Week 5 — Filling In
This week is primarily for practice and solidifying concepts. I'm also going to take a step back and give some more context to some of the things we're talking about.
This week's videos are also in a Panopto playlist.
Week 5 Quiz
The Week 5 quiz is about material through the end of Week 4. Nothing from this week will be on it, except that things here may clarify some of last week's material for you.
Assignment 1 Solution
I will post the Assignment 1 solution to Piazza (sorry, I'm not posting it to the entire Internet).
I have extensively updated the course glossary. Please post on Piazza if you have suggested additions!
I've used Python functions in a few of my example notebooks. The function notebook talks more about them, how to write them, and how to use them.
This video describes how to use Q-Q plots to compare data against a distribution.
This video discusses the t-test in more detail, and the different kinds of t-tests that we can run. It also introduces degrees of freedom.
This video discusses common Python errors and how to read errors.
- NIST Handbook on quantitative meaures (has info on 1-sample and 2-sample t-tests)
One Sample Notebook
The One Sample notebook demonstrates how to compute a one-sample t-test, and draw a Q-Q plot to compare a distribution with normal.
In this video, I talk about how the quantitative data science methods we are learning fit into a broader picture of source of knowledge.

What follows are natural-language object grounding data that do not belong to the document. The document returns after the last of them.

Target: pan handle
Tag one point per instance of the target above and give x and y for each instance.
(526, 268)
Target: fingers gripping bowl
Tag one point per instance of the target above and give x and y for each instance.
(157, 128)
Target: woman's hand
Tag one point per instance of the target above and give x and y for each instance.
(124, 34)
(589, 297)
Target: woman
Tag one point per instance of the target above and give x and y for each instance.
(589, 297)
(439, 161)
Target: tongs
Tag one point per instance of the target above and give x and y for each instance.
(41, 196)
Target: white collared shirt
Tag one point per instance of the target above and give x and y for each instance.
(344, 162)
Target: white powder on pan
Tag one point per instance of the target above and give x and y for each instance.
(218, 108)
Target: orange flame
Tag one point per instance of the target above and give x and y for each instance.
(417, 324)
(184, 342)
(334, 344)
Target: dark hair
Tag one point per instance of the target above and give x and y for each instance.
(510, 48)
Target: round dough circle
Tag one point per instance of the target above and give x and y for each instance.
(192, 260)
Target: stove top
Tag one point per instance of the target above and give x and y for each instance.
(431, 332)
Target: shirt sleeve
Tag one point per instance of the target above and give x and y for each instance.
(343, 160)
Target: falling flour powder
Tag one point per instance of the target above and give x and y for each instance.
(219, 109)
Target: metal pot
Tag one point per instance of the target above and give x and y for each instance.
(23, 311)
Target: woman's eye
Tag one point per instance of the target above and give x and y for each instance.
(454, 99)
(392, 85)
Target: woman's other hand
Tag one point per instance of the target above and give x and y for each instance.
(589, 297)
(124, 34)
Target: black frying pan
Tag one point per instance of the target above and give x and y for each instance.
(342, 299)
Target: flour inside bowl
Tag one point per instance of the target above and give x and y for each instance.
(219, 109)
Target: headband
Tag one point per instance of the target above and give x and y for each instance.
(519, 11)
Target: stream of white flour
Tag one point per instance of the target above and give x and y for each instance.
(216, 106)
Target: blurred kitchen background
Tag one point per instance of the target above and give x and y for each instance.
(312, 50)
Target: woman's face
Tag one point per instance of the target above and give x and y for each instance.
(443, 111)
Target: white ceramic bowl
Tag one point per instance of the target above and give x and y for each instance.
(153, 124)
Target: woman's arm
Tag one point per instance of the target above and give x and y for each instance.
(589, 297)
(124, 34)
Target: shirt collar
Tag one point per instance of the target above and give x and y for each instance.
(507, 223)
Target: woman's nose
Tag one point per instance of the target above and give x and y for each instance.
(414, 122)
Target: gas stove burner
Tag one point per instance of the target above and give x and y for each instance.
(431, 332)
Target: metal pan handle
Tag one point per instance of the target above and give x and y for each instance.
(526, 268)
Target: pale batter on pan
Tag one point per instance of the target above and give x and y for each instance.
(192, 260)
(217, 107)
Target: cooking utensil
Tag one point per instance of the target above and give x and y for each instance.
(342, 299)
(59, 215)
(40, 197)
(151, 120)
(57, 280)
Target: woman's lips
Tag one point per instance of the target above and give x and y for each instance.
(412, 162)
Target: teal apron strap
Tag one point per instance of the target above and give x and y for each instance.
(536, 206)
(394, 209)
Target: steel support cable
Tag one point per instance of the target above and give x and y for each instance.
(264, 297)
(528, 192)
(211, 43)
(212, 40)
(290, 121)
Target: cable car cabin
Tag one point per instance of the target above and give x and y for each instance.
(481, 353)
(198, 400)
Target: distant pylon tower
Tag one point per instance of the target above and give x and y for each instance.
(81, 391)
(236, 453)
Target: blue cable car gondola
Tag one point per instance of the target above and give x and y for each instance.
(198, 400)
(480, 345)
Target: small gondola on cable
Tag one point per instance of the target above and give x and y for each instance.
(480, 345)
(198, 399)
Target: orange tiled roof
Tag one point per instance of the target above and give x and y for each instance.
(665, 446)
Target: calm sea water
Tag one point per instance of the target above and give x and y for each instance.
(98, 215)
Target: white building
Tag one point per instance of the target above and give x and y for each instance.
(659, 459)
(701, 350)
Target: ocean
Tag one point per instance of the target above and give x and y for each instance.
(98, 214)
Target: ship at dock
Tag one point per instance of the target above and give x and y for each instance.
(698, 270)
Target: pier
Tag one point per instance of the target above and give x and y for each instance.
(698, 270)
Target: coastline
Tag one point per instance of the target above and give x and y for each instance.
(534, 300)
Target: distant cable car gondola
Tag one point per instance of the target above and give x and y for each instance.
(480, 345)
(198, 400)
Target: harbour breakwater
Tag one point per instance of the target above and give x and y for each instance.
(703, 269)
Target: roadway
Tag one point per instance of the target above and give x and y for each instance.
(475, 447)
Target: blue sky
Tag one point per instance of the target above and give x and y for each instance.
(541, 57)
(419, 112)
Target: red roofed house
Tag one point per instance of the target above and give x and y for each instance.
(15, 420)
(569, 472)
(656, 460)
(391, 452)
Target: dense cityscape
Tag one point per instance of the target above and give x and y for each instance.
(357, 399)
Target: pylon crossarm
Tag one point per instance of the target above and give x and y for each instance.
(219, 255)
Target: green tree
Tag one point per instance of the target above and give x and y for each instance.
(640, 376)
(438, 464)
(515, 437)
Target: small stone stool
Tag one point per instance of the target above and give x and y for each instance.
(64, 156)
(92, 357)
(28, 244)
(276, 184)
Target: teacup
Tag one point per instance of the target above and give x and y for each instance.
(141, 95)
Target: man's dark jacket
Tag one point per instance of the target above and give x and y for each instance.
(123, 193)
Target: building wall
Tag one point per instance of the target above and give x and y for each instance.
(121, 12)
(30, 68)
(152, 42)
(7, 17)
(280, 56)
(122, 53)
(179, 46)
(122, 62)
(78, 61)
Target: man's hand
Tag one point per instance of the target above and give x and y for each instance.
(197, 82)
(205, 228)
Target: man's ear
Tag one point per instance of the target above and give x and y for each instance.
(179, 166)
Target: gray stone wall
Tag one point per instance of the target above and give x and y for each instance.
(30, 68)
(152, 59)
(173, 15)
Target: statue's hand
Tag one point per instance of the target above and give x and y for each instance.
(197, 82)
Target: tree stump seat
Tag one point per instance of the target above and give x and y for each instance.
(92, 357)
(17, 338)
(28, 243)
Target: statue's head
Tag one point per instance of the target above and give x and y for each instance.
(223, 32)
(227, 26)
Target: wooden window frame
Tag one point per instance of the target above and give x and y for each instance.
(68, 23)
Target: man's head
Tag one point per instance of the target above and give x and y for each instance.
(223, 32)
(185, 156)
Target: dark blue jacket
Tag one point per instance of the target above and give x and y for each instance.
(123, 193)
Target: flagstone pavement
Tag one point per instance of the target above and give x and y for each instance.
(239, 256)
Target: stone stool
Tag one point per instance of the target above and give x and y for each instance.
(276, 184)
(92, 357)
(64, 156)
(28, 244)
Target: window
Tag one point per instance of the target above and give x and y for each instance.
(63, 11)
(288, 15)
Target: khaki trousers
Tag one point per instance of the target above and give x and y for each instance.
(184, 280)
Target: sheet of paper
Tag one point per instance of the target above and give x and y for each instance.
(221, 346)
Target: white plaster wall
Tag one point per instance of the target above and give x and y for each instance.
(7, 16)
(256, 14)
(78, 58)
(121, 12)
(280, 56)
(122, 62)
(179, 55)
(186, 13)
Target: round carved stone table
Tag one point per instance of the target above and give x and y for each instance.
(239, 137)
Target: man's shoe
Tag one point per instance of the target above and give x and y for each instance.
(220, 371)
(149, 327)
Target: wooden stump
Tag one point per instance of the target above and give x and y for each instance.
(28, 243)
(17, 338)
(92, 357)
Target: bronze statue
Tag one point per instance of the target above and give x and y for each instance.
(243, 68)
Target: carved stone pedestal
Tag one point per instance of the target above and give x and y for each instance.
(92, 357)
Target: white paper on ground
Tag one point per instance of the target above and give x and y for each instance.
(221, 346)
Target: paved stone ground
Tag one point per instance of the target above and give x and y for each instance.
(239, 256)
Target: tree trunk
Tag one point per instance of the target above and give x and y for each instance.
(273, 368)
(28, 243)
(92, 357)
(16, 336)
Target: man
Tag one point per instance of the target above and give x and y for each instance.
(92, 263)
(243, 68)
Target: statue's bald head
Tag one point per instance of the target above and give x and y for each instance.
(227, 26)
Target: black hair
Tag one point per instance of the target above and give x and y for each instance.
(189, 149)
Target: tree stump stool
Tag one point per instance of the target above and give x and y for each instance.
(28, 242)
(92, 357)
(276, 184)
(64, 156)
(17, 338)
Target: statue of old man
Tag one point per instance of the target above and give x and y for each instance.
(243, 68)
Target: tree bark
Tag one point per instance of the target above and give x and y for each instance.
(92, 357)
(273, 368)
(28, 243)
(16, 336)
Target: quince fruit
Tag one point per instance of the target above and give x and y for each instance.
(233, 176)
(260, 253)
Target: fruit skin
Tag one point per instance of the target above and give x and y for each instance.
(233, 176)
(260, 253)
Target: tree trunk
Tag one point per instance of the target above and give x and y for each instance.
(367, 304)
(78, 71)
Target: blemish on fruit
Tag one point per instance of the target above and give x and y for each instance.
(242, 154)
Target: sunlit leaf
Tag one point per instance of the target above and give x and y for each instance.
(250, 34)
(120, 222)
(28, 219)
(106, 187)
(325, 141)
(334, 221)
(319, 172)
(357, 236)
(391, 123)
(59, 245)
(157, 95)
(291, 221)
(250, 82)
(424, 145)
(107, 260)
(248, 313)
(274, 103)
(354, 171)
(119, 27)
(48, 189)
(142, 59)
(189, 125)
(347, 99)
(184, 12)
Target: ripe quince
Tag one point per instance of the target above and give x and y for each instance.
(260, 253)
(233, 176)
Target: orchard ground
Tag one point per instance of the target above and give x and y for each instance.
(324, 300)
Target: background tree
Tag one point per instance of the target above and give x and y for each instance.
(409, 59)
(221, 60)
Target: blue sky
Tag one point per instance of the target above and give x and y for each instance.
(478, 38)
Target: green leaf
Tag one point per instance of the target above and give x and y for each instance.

There are a few things you can do to keep practing the material:
- The HETREC data contains two data sets besides the movie data: Delicious bookmarks and Last.FM listening records. Download this data set and apply some of our exploratory techniques to it.
- Download the SBA data from Week 4's activity and describe the distributions of more of the variables.
- Apply the inference techniques from Week 4 to statistically test the differences you observed in Assignment 1.
Some more examples from my own work (these are not all cleaned up to our checklist standards):
- Data summary from book gender paper - shows a number of descriptive things, including a stacked area chart.
- Linkage statistics from book data - shows some matploblib things, and computing data linking statistics.
The indexing notebook is now up!
Assignment 2 is due on September 27.